Trump reinforced that anti-Black narrative before leaving town Thursday. Denigrating Washington, D.C. where he will face trial, Trump claimed he’d witnessed “filth and the decay and all of the broken buildings” on his short drive to and from the airport. As the indictment document makes clear, Trump lies with abandon.

Hayes played a clip of Fulton County Georgia district attorney Fani Willis recounting how many racist slurs she’s experienced since opening her investigation into efforts to overturn Georgia’s 2020 presidential results (that went against Trump).

“I’ve probably been called the ‘N’ word more times in the last two and a half years than a hundred people combined,” Willis said.

The pattern is clear. It is generational. To deny it is folly, and a threat to our continued existence as a nation. The whole world saw that on Jan. 6.

“To pretend that that is not a very essential part of Trump’s strategy, his appeal to a segment of the America population, and the willingness of the Republican Party — and in fact they have trafficked in this stuff, perhaps less blatantly, for many, many years — that’s what we’re facing,” Ifill responded, noting that the racial subtext to Trump’s strategy appears nowhere in the 45-page indictment.

“And if we pretend this is just about Trump and just about some charges but we leave that part out, we’re leaving the danger and the cancer still among us unaddressed.”

Bunch concludes:

White supremacy is the virus that has sapped democracy on this continent since 1619. The Civil War, Reconstruction, and the Ku Klux Klan Acts of 1870-71 were a bold attempt at finding our better angels and imposing a cure — but it fell way short. Consider the case of the United States of America vs. Donald Trump a booster shot. The trial of our former president may decide once and for all whether we were actually serious when we proclaimed that all people are created equal.

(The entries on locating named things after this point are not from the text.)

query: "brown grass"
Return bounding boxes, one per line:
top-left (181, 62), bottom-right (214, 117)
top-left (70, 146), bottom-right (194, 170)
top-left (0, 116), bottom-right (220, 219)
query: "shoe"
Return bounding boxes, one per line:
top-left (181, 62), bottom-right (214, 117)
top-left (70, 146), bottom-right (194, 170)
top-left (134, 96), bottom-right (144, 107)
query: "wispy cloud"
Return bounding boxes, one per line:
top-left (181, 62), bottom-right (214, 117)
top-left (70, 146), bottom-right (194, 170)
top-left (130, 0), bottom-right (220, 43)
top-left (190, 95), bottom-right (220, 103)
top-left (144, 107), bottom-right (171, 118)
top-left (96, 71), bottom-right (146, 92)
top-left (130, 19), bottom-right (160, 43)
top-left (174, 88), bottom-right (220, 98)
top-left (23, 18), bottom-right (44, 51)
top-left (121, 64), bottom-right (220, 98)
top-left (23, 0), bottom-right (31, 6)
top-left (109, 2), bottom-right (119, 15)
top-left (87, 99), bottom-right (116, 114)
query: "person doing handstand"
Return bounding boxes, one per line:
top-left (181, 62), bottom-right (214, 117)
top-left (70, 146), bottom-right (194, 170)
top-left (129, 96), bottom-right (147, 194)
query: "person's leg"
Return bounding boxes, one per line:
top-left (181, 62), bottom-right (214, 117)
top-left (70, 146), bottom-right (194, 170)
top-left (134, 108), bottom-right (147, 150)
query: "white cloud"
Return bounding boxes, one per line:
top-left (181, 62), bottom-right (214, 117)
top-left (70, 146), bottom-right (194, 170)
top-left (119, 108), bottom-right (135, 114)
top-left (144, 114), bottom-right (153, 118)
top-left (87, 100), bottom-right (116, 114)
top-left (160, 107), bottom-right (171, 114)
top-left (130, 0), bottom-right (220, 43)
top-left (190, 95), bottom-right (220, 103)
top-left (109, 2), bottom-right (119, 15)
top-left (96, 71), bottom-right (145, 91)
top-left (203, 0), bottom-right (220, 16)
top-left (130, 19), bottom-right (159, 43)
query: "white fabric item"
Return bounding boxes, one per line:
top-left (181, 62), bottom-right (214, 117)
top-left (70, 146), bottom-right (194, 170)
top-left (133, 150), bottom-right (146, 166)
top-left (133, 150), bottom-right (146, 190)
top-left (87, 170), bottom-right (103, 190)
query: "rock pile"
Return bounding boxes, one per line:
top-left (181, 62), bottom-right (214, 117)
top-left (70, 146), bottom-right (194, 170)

“We” were not. Pretty words. Aspirational. Powerful. Inspiring. But for a large segment of our people, words never fully embraced. More deeply rooted than our democratic norms is the belief that there are, as Hayes suggested, “different classes of citizens,” some a “fundamentally a lower order of citizen.” Some even who do not deserve citizenship by virtue of their skin color. That generational dysfunction persists despite what the documents encased in glass at the National Archives promise.

Was my friend successful in putting behind him his family’s cancerous legacy? I don’t know.